Metal–organic frameworks (MOFs) are an interesting class of materials synthesized in a “building-block” that enables tuning for specific applications. However, the enormous number of building blocks makes it challenging to select the best material for a given application. We describe methods using molecular simulation and machine learning to accelerate the selection of top MOFs for applications such as hydrogen storage and adsorption separations.
Aimed at those within the energy industry or those with an interest in energy storage. Delegates will gain an increased understanding of novel energy storage techniques.
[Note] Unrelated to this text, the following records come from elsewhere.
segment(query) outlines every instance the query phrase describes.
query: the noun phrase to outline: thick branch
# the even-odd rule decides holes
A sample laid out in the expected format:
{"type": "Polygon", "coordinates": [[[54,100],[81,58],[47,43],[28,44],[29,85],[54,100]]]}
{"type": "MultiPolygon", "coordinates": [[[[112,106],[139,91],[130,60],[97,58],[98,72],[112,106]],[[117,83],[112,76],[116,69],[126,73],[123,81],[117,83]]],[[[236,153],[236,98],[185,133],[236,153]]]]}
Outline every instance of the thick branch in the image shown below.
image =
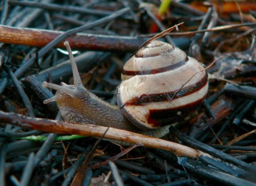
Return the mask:
{"type": "MultiPolygon", "coordinates": [[[[0,25],[0,43],[43,47],[62,31],[15,28],[0,25]]],[[[77,34],[60,42],[55,47],[65,48],[67,41],[73,50],[135,51],[146,41],[135,37],[77,34]]]]}
{"type": "MultiPolygon", "coordinates": [[[[44,132],[96,138],[100,138],[108,128],[91,124],[74,124],[65,122],[33,118],[3,111],[0,111],[0,121],[44,132]]],[[[169,151],[178,156],[191,158],[197,158],[202,155],[210,156],[202,151],[178,143],[111,127],[104,138],[131,143],[140,142],[146,147],[169,151]]]]}

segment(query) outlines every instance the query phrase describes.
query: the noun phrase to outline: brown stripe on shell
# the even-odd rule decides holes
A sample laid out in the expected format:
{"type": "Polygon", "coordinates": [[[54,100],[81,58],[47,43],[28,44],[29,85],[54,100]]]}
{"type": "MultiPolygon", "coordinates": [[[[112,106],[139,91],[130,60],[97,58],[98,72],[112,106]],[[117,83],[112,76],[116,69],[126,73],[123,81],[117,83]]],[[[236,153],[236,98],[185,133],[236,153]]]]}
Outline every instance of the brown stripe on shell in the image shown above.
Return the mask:
{"type": "Polygon", "coordinates": [[[205,96],[194,102],[174,108],[149,110],[147,122],[152,127],[158,127],[174,123],[188,116],[203,102],[205,96]]]}
{"type": "Polygon", "coordinates": [[[135,75],[148,75],[148,74],[155,74],[157,73],[164,72],[170,70],[174,70],[177,68],[185,65],[187,61],[188,61],[188,58],[187,56],[183,60],[175,63],[166,67],[159,68],[156,69],[151,69],[148,70],[142,70],[142,71],[132,71],[132,70],[125,70],[123,69],[122,74],[126,76],[134,76],[135,75]]]}
{"type": "Polygon", "coordinates": [[[180,90],[175,97],[172,98],[176,93],[175,91],[171,91],[157,94],[143,94],[139,97],[134,98],[125,103],[125,105],[142,106],[145,103],[155,102],[170,101],[176,99],[182,98],[199,91],[208,83],[208,76],[207,74],[194,85],[188,86],[180,90]]]}

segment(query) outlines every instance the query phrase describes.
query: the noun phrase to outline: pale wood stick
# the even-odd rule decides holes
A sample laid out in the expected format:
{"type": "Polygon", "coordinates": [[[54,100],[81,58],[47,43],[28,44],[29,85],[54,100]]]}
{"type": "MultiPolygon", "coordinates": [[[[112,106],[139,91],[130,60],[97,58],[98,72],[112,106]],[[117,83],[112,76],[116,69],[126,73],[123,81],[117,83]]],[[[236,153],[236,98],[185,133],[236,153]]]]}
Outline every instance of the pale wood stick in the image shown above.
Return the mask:
{"type": "MultiPolygon", "coordinates": [[[[0,122],[46,132],[77,134],[100,138],[108,127],[92,124],[80,124],[46,119],[31,118],[0,111],[0,122]]],[[[199,150],[171,141],[110,127],[104,139],[131,143],[140,142],[147,147],[166,150],[178,156],[197,158],[210,155],[199,150]]]]}

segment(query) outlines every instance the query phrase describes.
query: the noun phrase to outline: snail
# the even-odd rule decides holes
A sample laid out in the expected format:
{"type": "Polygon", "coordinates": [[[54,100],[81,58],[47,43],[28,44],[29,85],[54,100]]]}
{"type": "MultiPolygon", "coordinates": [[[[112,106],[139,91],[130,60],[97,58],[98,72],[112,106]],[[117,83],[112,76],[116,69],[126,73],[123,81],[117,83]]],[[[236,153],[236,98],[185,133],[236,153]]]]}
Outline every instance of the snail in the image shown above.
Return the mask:
{"type": "Polygon", "coordinates": [[[57,90],[44,103],[57,101],[66,121],[135,132],[154,130],[187,117],[207,93],[207,75],[201,63],[178,48],[153,39],[142,45],[124,65],[123,81],[116,92],[118,106],[111,104],[84,87],[68,43],[64,44],[74,85],[44,82],[43,85],[57,90]]]}

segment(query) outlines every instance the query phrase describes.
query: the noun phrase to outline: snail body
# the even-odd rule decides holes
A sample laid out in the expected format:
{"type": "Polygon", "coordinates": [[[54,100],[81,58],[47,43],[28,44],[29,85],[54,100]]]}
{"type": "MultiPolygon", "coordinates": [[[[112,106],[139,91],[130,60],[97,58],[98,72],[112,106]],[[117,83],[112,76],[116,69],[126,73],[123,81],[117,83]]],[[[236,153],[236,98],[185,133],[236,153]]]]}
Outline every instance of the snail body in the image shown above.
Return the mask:
{"type": "Polygon", "coordinates": [[[118,107],[112,105],[83,86],[68,43],[65,45],[70,54],[74,85],[62,83],[60,86],[44,82],[44,86],[58,90],[44,103],[56,101],[68,122],[136,132],[138,127],[155,129],[187,116],[207,94],[207,75],[199,62],[170,44],[153,41],[124,66],[123,80],[116,93],[118,107]]]}

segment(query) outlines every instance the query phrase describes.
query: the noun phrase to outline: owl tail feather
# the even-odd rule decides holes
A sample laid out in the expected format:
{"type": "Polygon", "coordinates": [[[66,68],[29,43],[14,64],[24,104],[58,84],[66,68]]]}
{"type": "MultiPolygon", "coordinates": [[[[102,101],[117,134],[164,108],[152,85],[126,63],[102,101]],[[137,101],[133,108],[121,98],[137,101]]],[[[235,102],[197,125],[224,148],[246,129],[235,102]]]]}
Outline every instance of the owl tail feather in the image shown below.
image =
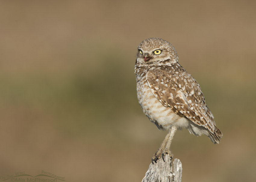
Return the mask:
{"type": "Polygon", "coordinates": [[[216,128],[215,130],[213,133],[209,132],[210,135],[208,137],[210,138],[211,141],[215,144],[219,144],[220,142],[220,139],[222,137],[222,132],[217,128],[216,128]]]}

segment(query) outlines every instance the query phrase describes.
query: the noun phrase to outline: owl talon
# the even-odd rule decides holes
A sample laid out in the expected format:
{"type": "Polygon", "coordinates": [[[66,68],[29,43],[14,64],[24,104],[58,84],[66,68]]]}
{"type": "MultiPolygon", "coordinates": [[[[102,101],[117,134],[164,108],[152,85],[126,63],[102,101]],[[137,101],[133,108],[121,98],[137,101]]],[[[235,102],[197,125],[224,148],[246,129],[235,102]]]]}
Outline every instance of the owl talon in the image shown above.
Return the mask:
{"type": "Polygon", "coordinates": [[[157,163],[157,160],[160,159],[161,157],[164,162],[165,162],[165,160],[164,160],[164,156],[167,154],[168,154],[170,156],[170,157],[171,158],[171,160],[172,159],[173,155],[170,150],[166,148],[159,149],[152,157],[152,163],[154,164],[154,162],[155,163],[157,163]]]}
{"type": "Polygon", "coordinates": [[[164,153],[163,153],[163,154],[162,154],[162,159],[163,159],[163,160],[164,161],[164,162],[165,162],[165,161],[164,161],[164,153]]]}

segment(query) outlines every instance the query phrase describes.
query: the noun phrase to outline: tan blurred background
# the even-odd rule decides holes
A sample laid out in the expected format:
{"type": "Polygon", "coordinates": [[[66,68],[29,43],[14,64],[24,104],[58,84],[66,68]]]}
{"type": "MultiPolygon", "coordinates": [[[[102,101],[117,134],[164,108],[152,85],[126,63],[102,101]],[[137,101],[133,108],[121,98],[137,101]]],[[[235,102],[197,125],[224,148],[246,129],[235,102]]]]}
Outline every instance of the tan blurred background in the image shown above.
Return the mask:
{"type": "Polygon", "coordinates": [[[143,114],[137,46],[158,37],[200,84],[223,134],[178,131],[183,181],[255,181],[255,1],[0,3],[0,175],[140,181],[167,132],[143,114]]]}

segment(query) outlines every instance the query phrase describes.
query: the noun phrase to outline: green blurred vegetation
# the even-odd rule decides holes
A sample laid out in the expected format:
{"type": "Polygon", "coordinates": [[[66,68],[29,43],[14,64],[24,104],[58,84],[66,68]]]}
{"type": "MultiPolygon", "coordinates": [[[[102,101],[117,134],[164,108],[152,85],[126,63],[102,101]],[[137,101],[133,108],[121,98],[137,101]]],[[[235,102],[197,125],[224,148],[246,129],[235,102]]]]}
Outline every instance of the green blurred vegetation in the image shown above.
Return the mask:
{"type": "Polygon", "coordinates": [[[0,175],[141,180],[166,132],[140,108],[134,66],[139,43],[158,37],[223,133],[214,145],[177,132],[183,181],[255,181],[255,2],[1,2],[0,175]]]}

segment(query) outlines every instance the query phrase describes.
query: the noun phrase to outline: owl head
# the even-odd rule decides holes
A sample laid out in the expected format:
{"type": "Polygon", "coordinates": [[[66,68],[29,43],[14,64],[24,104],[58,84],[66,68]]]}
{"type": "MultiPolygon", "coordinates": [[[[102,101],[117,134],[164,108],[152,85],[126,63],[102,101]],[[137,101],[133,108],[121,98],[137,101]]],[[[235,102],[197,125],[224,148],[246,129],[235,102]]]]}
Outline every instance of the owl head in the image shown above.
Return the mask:
{"type": "Polygon", "coordinates": [[[160,38],[151,38],[139,44],[136,62],[148,64],[168,60],[174,63],[178,59],[176,50],[171,44],[160,38]]]}

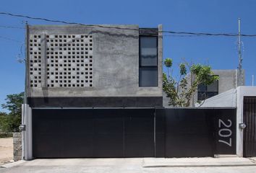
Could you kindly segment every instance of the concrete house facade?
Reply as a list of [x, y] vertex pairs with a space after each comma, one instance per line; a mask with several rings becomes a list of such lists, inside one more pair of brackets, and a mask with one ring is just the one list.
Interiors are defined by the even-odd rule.
[[162, 106], [161, 30], [28, 27], [28, 102], [47, 107]]
[[27, 26], [23, 159], [235, 154], [235, 108], [163, 107], [162, 33]]
[[[80, 124], [82, 120], [80, 121], [73, 113], [49, 122], [48, 118], [56, 115], [54, 110], [71, 109], [74, 112], [77, 109], [82, 112], [85, 109], [162, 107], [161, 30], [161, 25], [155, 28], [140, 28], [138, 25], [27, 26], [23, 158], [43, 157], [43, 154], [54, 152], [56, 149], [51, 151], [49, 147], [54, 146], [52, 143], [56, 142], [60, 134], [54, 133], [51, 138], [52, 133], [63, 125], [68, 126], [63, 130], [72, 131], [89, 122], [83, 120]], [[49, 112], [36, 123], [38, 115], [46, 110]], [[75, 123], [70, 124], [65, 118]], [[110, 126], [116, 124], [115, 117], [113, 120], [107, 123]], [[62, 126], [58, 127], [59, 123]], [[77, 129], [74, 133], [79, 131], [81, 130]], [[79, 143], [74, 142], [79, 138], [72, 139], [74, 143]], [[98, 138], [105, 140], [101, 136]], [[113, 138], [116, 138], [118, 137]], [[74, 156], [79, 157], [79, 153]], [[59, 152], [53, 156], [60, 156]], [[106, 156], [111, 156], [108, 154]]]

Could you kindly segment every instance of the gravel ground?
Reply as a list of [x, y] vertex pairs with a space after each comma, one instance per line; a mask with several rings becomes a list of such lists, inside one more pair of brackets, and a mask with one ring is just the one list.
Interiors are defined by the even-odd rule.
[[12, 138], [0, 138], [0, 165], [13, 159]]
Professor Randall Snurr, Northwestern University
Randall Snurr is the John G. Searle Professor and Department Chair of Chemical and Biological Engineering at Northwestern University. His research has been recognized with the Institute Award for Excellence in Industrial Gases Technology from the American Institute of Chemical Engineers and election as a corresponding member of the Saxon Academy of Sciences. His research interests include development of new nanoporous materials for energy and environmental applications, molecular simulation, machine learning, adsorption separations, diffusion in nanoporous materials, and catalysis.
The material presented in this webinar has not been peer-reviewed. Any opinions are the presenter’s own and do not necessarily represent those of IChemE or the Clean Energy SIG. The information is given in good faith but without any liability on the part of IChemE.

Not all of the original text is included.